Court Opinion

ID: 9463766
Source: CourtListenerOpinion
Date Created: 2023-08-04 23:15:51.510089+00
Date Added: 2024-06-11T17:38:16.621734
License: Public Domain

TAMM, Circuit Judge,
concurring:
I reluctantly join in the court’s conclusion that under the standard of Smith v. Ar*1345baugh’s Restaurant, Inc., 152 U.S.App.D.C. 86, 469 F.2d 97 (1972), cert. denied, 412 U.S. 939, 93 S.Ct. 2774, 37 L.Ed.2d 399 (1973), it was error for the district court to exclude the plaintiff’s proffered evidence of the use of the railroad yard by unauthorized pedestrians. My reluctance arises not from any doubts as to the legal correctness of the court’s decision, but rather from a practical concern that our action will only generate duplicative legal process yet leave the parties in exactly the same position as they are in now.
As a result of our decision today, this case must be completely retried in the district court. No doubt the evidence will be substantially the same as that in the previous trials of this same suit with the marginal addition of testimony about others’ use of the railroad yard in the area of the plaintiff’s accident.
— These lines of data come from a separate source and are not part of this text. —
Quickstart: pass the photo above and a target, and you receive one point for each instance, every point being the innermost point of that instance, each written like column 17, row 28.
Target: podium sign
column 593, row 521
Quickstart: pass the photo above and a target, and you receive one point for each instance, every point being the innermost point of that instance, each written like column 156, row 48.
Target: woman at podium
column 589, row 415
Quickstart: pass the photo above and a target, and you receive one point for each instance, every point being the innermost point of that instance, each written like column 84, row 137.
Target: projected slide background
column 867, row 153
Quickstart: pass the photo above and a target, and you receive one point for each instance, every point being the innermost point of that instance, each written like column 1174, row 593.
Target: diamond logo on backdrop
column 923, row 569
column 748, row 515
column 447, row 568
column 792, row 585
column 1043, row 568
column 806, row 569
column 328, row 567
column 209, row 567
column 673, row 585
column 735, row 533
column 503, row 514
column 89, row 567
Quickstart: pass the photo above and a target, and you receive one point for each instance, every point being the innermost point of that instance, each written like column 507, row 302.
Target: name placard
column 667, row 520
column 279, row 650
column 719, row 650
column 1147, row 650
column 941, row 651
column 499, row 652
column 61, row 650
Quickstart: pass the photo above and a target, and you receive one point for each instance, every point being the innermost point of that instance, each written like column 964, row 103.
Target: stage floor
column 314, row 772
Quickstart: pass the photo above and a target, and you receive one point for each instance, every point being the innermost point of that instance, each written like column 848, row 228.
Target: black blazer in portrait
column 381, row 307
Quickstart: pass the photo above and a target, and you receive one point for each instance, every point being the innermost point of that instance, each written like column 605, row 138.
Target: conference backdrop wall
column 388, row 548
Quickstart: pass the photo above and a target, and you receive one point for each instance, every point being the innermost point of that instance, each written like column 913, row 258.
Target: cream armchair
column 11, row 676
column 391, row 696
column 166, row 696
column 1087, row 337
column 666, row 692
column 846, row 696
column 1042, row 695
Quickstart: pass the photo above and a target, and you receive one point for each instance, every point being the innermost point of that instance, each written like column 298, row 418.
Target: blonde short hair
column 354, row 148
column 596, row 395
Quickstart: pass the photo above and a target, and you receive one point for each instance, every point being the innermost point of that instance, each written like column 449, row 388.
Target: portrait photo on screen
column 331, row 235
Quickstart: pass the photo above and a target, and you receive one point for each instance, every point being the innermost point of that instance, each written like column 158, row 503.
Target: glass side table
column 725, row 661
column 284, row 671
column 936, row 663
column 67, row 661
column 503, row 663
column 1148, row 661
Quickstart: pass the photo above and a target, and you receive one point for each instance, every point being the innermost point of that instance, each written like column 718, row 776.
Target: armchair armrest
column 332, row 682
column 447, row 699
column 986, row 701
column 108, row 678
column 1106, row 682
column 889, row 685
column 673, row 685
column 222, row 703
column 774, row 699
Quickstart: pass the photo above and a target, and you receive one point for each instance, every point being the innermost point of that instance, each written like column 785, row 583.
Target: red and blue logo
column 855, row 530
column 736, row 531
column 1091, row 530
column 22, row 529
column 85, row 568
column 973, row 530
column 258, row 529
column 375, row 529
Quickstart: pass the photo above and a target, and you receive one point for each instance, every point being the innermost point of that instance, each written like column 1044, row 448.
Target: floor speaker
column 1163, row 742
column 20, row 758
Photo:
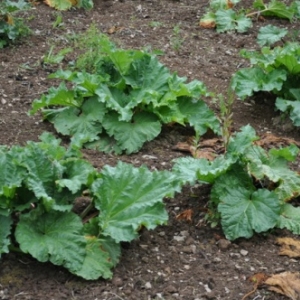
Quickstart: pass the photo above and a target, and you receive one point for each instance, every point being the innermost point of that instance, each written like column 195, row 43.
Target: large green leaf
column 53, row 236
column 57, row 96
column 11, row 175
column 5, row 230
column 79, row 173
column 87, row 121
column 235, row 177
column 43, row 172
column 229, row 20
column 270, row 34
column 273, row 168
column 131, row 136
column 290, row 218
column 249, row 80
column 274, row 8
column 129, row 198
column 244, row 212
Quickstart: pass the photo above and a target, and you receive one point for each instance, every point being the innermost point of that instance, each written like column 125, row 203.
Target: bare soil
column 198, row 263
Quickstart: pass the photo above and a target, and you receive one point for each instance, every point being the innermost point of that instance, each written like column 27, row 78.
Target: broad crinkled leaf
column 11, row 175
column 129, row 198
column 222, row 4
column 87, row 121
column 188, row 169
column 244, row 212
column 278, row 9
column 97, row 262
column 43, row 172
column 79, row 173
column 57, row 96
column 5, row 231
column 270, row 34
column 105, row 144
column 55, row 237
column 131, row 136
column 290, row 218
column 274, row 169
column 249, row 80
column 198, row 115
column 229, row 20
column 235, row 177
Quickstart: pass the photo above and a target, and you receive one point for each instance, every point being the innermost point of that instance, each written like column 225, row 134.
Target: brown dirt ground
column 155, row 266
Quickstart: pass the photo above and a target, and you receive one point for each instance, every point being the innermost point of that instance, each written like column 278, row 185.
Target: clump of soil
column 182, row 260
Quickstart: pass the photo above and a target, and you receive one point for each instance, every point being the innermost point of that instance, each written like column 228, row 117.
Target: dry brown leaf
column 289, row 247
column 207, row 149
column 185, row 215
column 257, row 279
column 268, row 140
column 207, row 24
column 286, row 283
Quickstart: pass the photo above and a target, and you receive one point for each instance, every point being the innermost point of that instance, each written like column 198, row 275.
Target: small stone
column 117, row 281
column 244, row 252
column 145, row 259
column 235, row 255
column 149, row 157
column 224, row 244
column 144, row 246
column 189, row 241
column 184, row 233
column 187, row 249
column 171, row 289
column 148, row 285
column 217, row 260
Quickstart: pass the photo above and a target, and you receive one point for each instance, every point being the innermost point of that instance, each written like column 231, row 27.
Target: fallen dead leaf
column 257, row 279
column 289, row 247
column 268, row 140
column 185, row 215
column 286, row 283
column 207, row 149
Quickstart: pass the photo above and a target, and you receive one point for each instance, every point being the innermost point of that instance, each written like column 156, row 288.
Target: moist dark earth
column 181, row 260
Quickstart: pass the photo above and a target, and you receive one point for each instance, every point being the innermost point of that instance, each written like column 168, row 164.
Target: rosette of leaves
column 11, row 27
column 40, row 185
column 251, row 187
column 223, row 16
column 125, row 104
column 273, row 70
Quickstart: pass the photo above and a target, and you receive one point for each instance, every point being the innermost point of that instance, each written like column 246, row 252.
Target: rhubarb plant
column 11, row 26
column 251, row 187
column 43, row 184
column 223, row 15
column 274, row 70
column 125, row 102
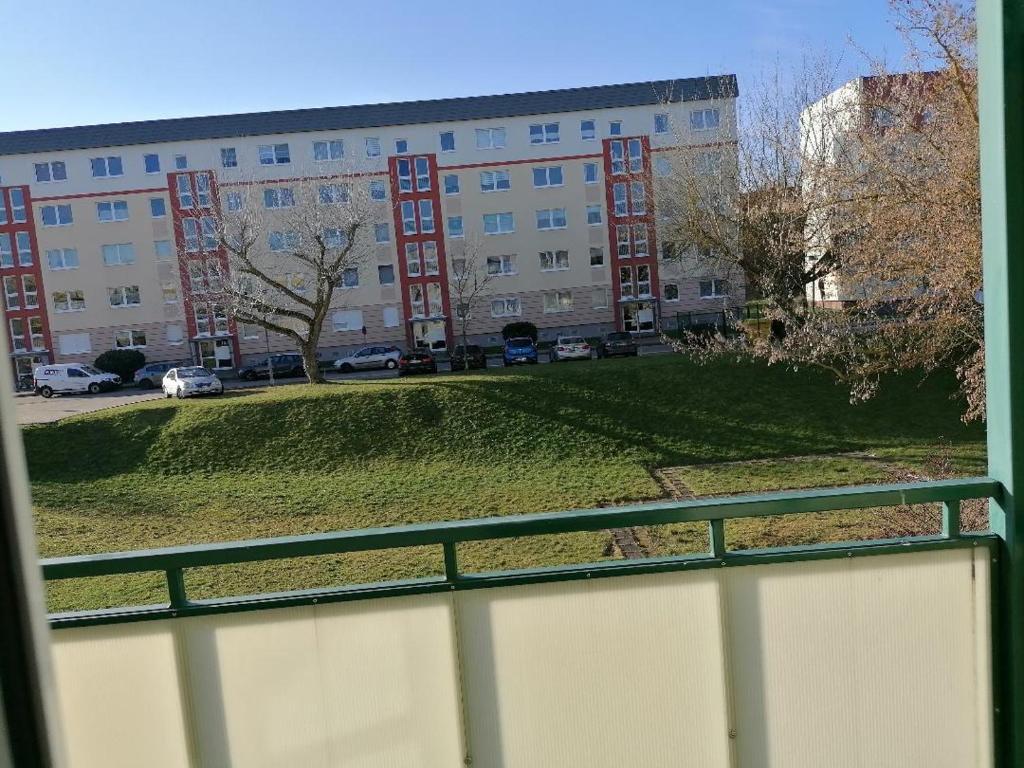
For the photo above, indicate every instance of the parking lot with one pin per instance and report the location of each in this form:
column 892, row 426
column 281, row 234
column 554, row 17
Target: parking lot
column 35, row 410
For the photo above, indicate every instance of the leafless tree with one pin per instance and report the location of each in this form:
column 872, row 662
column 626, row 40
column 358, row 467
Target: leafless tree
column 469, row 282
column 283, row 249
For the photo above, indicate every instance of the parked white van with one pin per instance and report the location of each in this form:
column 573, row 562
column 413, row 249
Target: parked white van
column 72, row 378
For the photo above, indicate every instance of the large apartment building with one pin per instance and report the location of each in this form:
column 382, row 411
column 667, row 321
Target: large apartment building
column 97, row 223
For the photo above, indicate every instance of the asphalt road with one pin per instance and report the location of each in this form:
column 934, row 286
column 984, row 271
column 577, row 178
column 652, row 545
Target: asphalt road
column 36, row 410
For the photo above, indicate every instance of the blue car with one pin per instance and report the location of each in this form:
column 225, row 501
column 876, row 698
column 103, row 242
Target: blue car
column 520, row 349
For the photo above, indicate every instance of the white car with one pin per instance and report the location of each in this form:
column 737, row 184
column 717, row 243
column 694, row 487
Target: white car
column 64, row 377
column 369, row 357
column 569, row 348
column 190, row 381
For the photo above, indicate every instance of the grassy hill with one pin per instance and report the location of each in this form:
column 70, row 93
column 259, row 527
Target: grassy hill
column 303, row 459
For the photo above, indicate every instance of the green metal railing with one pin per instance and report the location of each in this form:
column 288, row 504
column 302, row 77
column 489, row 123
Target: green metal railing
column 175, row 561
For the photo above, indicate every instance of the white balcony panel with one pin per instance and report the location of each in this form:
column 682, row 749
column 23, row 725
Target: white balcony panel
column 612, row 672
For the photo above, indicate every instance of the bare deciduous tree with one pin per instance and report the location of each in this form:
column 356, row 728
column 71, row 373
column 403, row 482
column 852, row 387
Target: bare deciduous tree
column 289, row 247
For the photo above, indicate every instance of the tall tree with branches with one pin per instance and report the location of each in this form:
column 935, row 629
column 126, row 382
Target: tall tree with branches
column 289, row 249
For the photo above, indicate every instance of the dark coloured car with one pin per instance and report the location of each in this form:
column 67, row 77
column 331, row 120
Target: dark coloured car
column 519, row 350
column 619, row 344
column 417, row 361
column 467, row 357
column 284, row 366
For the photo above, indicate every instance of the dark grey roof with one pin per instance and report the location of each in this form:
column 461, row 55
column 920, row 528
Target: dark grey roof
column 368, row 116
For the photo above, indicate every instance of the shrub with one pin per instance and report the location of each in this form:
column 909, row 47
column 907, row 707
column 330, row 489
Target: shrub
column 124, row 363
column 519, row 329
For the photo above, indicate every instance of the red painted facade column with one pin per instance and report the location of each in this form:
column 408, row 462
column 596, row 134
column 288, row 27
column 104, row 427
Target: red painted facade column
column 628, row 163
column 414, row 188
column 18, row 227
column 194, row 200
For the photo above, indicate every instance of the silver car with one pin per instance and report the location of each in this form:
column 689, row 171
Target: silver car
column 569, row 348
column 369, row 357
column 190, row 381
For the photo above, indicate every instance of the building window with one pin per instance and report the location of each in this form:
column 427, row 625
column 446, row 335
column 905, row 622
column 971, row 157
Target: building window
column 124, row 296
column 11, row 296
column 274, row 155
column 495, row 181
column 426, row 216
column 499, row 223
column 551, row 218
column 110, row 166
column 638, row 199
column 25, row 255
column 430, row 263
column 113, row 211
column 163, row 250
column 544, row 133
column 52, row 171
column 413, row 268
column 489, row 138
column 129, row 339
column 704, row 120
column 330, row 194
column 408, row 217
column 640, row 240
column 554, row 261
column 17, row 334
column 61, row 258
column 18, row 212
column 558, row 301
column 281, row 197
column 505, row 307
column 422, row 174
column 713, row 289
column 327, row 151
column 501, row 264
column 119, row 254
column 31, row 292
column 58, row 215
column 551, row 176
column 69, row 301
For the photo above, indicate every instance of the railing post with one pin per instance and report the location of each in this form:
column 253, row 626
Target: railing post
column 1000, row 96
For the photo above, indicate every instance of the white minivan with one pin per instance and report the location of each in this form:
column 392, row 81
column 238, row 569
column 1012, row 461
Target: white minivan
column 78, row 377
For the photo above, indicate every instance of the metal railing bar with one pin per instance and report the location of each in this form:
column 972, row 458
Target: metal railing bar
column 654, row 513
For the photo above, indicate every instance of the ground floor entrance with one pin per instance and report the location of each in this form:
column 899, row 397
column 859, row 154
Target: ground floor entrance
column 638, row 316
column 217, row 353
column 431, row 334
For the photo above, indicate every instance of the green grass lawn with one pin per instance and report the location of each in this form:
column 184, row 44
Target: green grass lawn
column 304, row 459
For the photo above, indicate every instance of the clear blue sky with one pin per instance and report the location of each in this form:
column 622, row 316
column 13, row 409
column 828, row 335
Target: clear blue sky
column 78, row 61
I cannot avoid the firm conviction that this marginal difference will not tip the evidentiary scales in plaintiff’s favor so as to change the jury’s conclusion that the railroad did not act negligently in the circumstances of this case.
Nevertheless, as an appellate court, we should not usurp the function of the trier of fact and I cannot say that the exclusion of this evidence was harmless error. See Fed. R.Civ.P. 61. The question of the extent to which- the railroad could have foreseen plaintiff’s use of the track yard as a walkway was not adequately established by other evidence. See Smith v. Bear, 237 F.2d 79, 89 (2d Cir. 1956). The evidence proffered was neither remote nor cumulative. See Jones v. United States, 387 F.2d 1004, 1007-08 (10th Cir. 1967), cert. denied, 392 U.S. 927, 88 S.Ct. 2284, 20 L.Ed.2d 1385 (1968). Although, as I have indicated, I doubt that the issue of foreseeability was determinative in the jury’s verdict for the defendant I cannot find that it had no bearing on their decision. See United States v. Heyward-Robinson Co., 430 F.2d 1077, 1083 (2d Cir. 1970), cert. denied, 400 U.S. 1021, 91 S.Ct. 582, 27 L.Ed.2d 632 (1971); Larson v. General Motors Corp., 148 F.2d 319, 322 (2d Cir.), cert. denied, 326 U.S. 745, 66 S.Ct. 34, 90 L.Ed. 445 (1945).